In an article published on line in Urology, Akduman et al. have addressed this question through the analysis of data from a cohort of nearly 5,000 patients. Evans has provided additional editorial comment on this study on the UroToday web site.

Akdumen and his colleagues based their analysis on data from 4,903 men who participated in screening studies during Prostate Cancer Awareness Week in 2007 and 2008. Patients were divided into two groups:

  • Group A included 3,524 men (71.8 percent) who were not taking statin medication.
  • Group B included 1,379 men (28.2 percent) who were on a statin medication.

Participants were asked to complete a self-administered questionnaire and were all given blood tests for PSA, testosterone, and total cholesterol levels. “Normal” levels of these tests were considered to be ≤ 4.0 ng/ml for PSA, ≤ 200 mg/dl for total serum cholesterol, and ≥ 400 ng/dl for serum testosterone.

Men taking drugs like finasteride, dutasteride, and other drugs known to alter androgen levels were excluded.

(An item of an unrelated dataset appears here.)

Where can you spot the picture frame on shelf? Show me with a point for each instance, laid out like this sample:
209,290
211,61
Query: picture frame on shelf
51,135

The results of the analysis showed the following:

  • The average (mean) age of the participants was 60.7 years.
  • Average (mean) serum levels of PSA, total cholesterol, and total testosterone were 1.5 ng/ml, 189.6 mg/dl, and 362.9 ng/dl, respectively.
  • Men on statin medications (Group B) had statistically lower serum testosterone levels than men not receiving a statin (Group A).
  • Average (mean) total cholesterol levels were similar in Groups A and B.
  • Theaverage (mean) PSA level of men in Group B was 1.56 ng/ml as compared to 1.48 ng/ml among men in  Group A. 
  • In a subgroup of men with normal cholesterol, normal testosterone, and nromal body mass index, there was no evidence of a difference in serum PSA levels between men taking or not taking a statin medication.
  • After appropriate adjustments for age, race, and body mass index, use of statin medication was significantly associated with a lower mean PSA level and a lower mean testosterone level, but total cholesterol levels were the same in both groups of men.

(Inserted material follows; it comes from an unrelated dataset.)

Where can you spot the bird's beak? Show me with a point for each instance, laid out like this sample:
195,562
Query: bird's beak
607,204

Akduman et al. concluded that — even though statin medication does appear to induce a slight lowering of PSA levels — this effect is of limited clinical impact. They also concluded that there is unlikely to be any potential value to the use of a lower PSA cut-off to suggest risk for prostate cancer among men taking statin medications.

One Response

  1. This is additional evidence along the line that statin drugs do not significantly decrease the incidence of prostate cancer. It’s worthwhile and interesting in that regard.

    However, my impression is that the main value of a statin drug from a prostate cancer viewpoint is in substantially lowering the risk of advanced and deadly prostate cancer rather than on decreasing the incidence of prostate cancer, which apparently does not occur. It appears the risk reduction for advanced and deadly prostate cancer is greatest when a statin has been taken for 3 years or more.

    That evidence leads me to think that taking a statin could be worthwhile for men at higher risk of prostate cancer, especially if there are cardiovascular benefits that are also likely.

    A statin drug has been of great benefit to me in controling cholesterol and trigs while on a 10-year plus course of intermittent triple androgen deprivation therapy.